Quelqu’un veut « faire le buzz » ? Alors il ferait mieux de poster un message plein d’exaspération plutôt que de mettre un contenu relatant une humeur positive. C’est le constat d’une étude menée sur le site de microblogging chinois SinaWeibo. Rui Fan et ses camarades de l’université de Beihang, en Chine ont pour cela observé des messages publiés sur la plate-forme pendant une durée de six mois.
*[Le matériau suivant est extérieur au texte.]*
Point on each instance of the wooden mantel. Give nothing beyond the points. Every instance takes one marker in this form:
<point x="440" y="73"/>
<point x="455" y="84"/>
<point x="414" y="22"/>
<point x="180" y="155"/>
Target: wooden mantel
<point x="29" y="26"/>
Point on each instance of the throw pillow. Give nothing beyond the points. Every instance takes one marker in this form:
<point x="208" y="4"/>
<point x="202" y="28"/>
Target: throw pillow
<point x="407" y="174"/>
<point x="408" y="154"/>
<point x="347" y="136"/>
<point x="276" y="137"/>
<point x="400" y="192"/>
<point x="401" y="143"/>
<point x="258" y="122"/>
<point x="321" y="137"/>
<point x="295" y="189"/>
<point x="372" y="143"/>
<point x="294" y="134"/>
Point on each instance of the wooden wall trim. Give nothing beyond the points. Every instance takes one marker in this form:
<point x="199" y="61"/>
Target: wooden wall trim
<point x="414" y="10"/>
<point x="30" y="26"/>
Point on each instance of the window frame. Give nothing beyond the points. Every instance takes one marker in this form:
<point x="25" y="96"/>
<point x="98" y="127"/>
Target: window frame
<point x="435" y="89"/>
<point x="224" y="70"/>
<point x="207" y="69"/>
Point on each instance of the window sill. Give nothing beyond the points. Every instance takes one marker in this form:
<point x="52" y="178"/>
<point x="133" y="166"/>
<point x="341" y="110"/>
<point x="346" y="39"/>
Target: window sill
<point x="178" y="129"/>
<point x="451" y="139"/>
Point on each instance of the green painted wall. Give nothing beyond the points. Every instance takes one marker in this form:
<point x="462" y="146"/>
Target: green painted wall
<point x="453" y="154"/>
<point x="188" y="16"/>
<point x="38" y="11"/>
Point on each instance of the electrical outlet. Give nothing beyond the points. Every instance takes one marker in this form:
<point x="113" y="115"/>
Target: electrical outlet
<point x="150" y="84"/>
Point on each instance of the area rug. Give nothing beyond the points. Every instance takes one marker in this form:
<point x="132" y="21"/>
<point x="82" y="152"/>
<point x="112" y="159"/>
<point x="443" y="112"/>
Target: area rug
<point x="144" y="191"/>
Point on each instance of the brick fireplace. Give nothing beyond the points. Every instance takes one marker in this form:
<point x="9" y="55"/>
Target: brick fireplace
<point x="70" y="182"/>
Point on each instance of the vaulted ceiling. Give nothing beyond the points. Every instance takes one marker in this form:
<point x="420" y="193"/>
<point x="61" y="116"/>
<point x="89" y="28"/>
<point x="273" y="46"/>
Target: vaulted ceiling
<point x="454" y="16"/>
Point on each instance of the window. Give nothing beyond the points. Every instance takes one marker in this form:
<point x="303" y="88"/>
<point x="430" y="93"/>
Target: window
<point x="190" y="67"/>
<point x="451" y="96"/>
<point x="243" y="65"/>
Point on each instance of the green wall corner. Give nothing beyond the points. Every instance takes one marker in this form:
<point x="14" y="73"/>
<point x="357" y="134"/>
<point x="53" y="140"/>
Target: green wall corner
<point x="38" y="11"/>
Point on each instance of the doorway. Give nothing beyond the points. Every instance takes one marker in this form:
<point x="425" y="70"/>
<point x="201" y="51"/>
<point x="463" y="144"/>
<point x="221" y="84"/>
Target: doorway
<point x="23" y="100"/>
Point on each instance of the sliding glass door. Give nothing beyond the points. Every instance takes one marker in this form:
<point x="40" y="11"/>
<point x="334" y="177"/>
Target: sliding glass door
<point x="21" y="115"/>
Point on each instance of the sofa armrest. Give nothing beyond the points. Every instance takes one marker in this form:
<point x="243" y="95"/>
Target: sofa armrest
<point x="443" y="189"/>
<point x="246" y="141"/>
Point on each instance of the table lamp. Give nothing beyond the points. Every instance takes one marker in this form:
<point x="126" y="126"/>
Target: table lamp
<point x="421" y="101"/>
Pour être certains de la précision de leur étude, les chercheurs n’ont retenu que les utilisateurs qui étaient le plus connectés entre eux, c’est-à-dire ceux qui ont effectué au moins 30 interactions pendant la durée de l’analyse. Ainsi, ceux-ci ont observé près de 70 millions de message provenant de 200 000 personnes. Quatre catégories de sentiments ont été retenues : la colère, la joie, la tristesse et le dégoût. Et cet ordre est conservé quand on regarde les messages qui ont eu le plus de succès. En effet, le destinataire d’un message colérique aura beaucoup plus de chances que ses contacts rebondissent dessus que s’il s’agissait d’un message relayant un autre sentiment.

En Chine, deux types de ces messages ont été publiés : ceux relatifs aux conflits entre la Chine et d’autres pays, comme ça a été le cas après la collision entre des navires chinois et japonais en septembre 2010, et ceux relatifs aux problèmes sociaux du pays, comme la corruption ou la destruction de maisons pour des réaménagements des lieux. Il pourrait donc être intéressant de savoir si SinaWeibo voit la colère se propager plus facilement à cause des contenus qui s’y trouvent, ou si cette efficacité de la colère serait la même sur tout autre réseaux sociaux.